そこにバットマンというヒーローとしての在り方、恐怖で犯罪者を牽制するのではなく、人々の前に立ち希望へと導く、というアイデンティティの変遷を描いていくのは、オリジンではなくイヤーツーだからこそ出来る話だと思う。
もう続編の製作が決まっているけど、ラストのジョーカーはもちろん、ロバート・パティンソンがインタビューで語っていた梟の法廷も個人的にはぜひ出てきてほしい。
バックボーンも今回の映画の内容とリンクする部分も多いし、絶対向いていると思うんですけどね。

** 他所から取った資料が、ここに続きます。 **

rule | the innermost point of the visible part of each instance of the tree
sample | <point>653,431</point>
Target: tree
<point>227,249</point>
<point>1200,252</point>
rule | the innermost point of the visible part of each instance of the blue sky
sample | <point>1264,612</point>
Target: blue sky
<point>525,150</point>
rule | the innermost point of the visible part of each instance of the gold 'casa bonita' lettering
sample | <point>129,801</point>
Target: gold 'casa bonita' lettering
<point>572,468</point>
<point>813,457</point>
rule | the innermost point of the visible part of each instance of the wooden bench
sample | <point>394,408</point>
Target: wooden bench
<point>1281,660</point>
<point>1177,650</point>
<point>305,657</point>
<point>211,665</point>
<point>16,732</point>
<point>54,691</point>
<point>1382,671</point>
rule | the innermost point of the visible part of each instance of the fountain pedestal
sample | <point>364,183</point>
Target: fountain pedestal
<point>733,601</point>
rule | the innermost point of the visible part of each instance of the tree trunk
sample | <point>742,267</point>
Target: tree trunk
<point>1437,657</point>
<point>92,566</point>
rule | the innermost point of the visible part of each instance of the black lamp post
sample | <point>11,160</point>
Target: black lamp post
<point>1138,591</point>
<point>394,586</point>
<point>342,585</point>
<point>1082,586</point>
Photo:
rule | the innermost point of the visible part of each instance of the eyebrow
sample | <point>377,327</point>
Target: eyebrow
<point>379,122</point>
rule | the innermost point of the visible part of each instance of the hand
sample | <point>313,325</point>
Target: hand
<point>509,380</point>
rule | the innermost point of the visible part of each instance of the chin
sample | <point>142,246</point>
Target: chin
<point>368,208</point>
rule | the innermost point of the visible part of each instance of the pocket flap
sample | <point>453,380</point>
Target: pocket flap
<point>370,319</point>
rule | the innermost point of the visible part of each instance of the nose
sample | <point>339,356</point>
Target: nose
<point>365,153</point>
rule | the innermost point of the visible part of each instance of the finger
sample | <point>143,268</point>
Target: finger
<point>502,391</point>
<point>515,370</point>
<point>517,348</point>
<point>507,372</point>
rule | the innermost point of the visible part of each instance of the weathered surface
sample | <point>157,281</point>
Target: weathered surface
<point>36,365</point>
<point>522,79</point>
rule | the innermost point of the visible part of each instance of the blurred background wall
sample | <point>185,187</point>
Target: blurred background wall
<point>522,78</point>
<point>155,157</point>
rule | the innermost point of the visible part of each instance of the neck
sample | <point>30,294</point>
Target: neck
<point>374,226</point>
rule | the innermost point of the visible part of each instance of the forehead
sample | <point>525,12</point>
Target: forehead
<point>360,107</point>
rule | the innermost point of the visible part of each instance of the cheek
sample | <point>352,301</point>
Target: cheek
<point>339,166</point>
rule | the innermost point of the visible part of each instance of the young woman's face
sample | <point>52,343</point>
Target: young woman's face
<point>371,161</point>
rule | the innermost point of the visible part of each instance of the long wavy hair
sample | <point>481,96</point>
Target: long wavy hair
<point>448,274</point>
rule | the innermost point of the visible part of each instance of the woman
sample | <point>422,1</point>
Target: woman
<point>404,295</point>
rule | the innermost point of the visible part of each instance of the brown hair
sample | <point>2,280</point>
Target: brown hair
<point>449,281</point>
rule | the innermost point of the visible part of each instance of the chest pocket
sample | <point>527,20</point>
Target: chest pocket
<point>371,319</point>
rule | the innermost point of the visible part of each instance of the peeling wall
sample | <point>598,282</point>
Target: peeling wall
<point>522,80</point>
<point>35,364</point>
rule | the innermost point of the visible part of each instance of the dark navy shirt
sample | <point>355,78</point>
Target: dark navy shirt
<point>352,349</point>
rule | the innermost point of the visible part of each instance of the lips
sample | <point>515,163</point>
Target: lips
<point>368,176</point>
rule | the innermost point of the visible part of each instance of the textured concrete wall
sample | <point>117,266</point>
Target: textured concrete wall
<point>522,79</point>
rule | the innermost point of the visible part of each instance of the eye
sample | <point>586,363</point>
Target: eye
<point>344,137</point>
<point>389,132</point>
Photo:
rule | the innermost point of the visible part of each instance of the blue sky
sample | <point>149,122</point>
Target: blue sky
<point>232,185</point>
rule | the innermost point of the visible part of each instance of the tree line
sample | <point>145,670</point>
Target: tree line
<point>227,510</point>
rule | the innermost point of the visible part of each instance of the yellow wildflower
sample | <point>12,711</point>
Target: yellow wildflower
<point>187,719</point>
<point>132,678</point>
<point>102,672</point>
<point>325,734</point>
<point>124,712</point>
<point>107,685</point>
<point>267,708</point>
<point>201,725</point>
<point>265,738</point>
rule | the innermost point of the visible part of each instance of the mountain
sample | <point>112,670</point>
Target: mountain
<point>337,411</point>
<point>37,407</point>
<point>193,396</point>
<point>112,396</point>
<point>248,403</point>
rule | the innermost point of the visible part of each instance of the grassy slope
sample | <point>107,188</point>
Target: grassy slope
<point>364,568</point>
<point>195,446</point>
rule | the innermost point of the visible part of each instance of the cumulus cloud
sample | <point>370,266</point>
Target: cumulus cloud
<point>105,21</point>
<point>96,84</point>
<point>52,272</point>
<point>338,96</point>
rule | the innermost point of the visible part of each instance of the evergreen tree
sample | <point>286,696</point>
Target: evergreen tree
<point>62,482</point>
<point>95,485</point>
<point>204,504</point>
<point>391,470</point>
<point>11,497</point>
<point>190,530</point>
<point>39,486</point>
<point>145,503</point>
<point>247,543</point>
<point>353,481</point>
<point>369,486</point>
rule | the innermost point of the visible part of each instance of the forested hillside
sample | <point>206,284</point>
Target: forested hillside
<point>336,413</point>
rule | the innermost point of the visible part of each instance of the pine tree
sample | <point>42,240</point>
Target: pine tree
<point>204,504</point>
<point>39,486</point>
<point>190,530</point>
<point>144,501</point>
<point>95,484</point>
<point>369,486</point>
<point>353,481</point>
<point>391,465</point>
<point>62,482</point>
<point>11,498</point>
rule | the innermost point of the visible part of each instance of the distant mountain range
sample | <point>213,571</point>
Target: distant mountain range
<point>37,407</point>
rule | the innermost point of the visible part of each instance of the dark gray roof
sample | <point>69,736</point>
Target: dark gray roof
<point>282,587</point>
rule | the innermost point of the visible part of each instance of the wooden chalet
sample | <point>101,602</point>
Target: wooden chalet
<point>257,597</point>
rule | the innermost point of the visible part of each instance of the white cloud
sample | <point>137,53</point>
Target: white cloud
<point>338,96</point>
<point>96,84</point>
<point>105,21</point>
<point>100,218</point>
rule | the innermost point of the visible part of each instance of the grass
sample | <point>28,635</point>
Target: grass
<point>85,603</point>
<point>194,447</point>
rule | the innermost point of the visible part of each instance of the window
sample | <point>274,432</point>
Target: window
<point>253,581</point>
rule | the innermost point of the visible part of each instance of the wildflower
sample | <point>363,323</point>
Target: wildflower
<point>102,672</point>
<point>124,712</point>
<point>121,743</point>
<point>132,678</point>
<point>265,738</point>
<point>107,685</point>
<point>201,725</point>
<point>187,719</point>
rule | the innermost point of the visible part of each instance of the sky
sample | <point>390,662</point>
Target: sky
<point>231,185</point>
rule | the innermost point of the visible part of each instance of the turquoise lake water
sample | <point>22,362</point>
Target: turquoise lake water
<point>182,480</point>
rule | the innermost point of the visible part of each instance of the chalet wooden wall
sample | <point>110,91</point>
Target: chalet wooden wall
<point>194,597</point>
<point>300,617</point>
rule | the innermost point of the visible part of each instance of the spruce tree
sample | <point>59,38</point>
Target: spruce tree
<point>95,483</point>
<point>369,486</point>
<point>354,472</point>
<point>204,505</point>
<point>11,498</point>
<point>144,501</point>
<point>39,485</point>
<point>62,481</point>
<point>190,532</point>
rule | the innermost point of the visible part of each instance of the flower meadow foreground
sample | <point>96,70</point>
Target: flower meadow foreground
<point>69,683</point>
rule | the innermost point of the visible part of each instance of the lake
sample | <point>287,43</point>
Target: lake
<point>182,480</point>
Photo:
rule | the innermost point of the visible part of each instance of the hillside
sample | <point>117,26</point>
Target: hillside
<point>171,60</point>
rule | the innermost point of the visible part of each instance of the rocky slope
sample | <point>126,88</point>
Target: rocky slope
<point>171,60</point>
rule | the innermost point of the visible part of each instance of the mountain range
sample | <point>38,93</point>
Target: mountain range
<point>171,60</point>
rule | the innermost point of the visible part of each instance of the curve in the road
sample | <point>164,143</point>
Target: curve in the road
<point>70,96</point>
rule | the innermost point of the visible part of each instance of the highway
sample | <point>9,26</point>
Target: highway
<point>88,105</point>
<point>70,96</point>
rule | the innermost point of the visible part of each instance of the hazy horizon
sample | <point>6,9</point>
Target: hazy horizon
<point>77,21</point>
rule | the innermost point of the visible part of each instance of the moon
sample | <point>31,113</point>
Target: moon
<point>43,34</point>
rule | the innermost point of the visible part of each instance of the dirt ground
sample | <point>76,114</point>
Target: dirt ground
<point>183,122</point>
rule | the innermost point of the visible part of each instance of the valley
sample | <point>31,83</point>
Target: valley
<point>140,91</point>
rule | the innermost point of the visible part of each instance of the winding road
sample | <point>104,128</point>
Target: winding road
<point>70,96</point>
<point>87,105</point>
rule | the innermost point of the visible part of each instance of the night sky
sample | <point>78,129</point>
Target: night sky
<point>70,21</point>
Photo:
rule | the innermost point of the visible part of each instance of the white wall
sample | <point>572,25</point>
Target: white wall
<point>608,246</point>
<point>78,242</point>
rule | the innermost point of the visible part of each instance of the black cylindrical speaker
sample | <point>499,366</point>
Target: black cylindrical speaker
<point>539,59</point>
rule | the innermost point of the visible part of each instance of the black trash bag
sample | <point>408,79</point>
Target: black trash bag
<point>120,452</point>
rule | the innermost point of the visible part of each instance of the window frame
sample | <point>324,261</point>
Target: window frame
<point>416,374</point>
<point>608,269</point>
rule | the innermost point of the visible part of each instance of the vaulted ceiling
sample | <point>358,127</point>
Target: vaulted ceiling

「ダークナイト」でのヒース・レジャーは文句なしの怪演であり、同作の大きな見どころの一つだけど、本作で言えばそれはリドラーを演じるポール・ダノ。
前述のジム・キャリーが演じたリドラーは作風もあってコミカルなキャラクターだったが、今作は現代版にアップデート。
本人のIQが高いのはもちろん、SNSでの集合知で犯罪を計画するとかは現代の知能犯らしい。
しかもフォロワー数500人ぐらいという妙なリアリティと説得力。
確かにあれにフォロワー数万人もいたらちょっと嫌やな…
それはそれとして、初めてバットマンと対面した時も、完全に理解の及ばないヤバいやつという感想しかなかった。
ポール・ダノの映画って真面目に「スイス・アーミー・マン」ぐらいしか出てこないけど、一から追っかけようかなという気になった。
もちろん主演のロバート・パティンソンも負けてないけど、その演技力の凄さは「ロスト・シティZ 失われた黄金都市」「TENET テネット」でよく分かっているので、今回はその分驚きが勝った印象。
何にせよ、素晴らしい俳優に気付けることは良いこと。

他にもこの映画のお気に入りポイントとなると、キリがない。
宗教画のごとくシーンが決まっていたり、劇伴にニルヴァーナ使っているとこだったり、これ以上書くと数少ない友達がさらに離れていきそうなのでこれぐらいにしておきますか。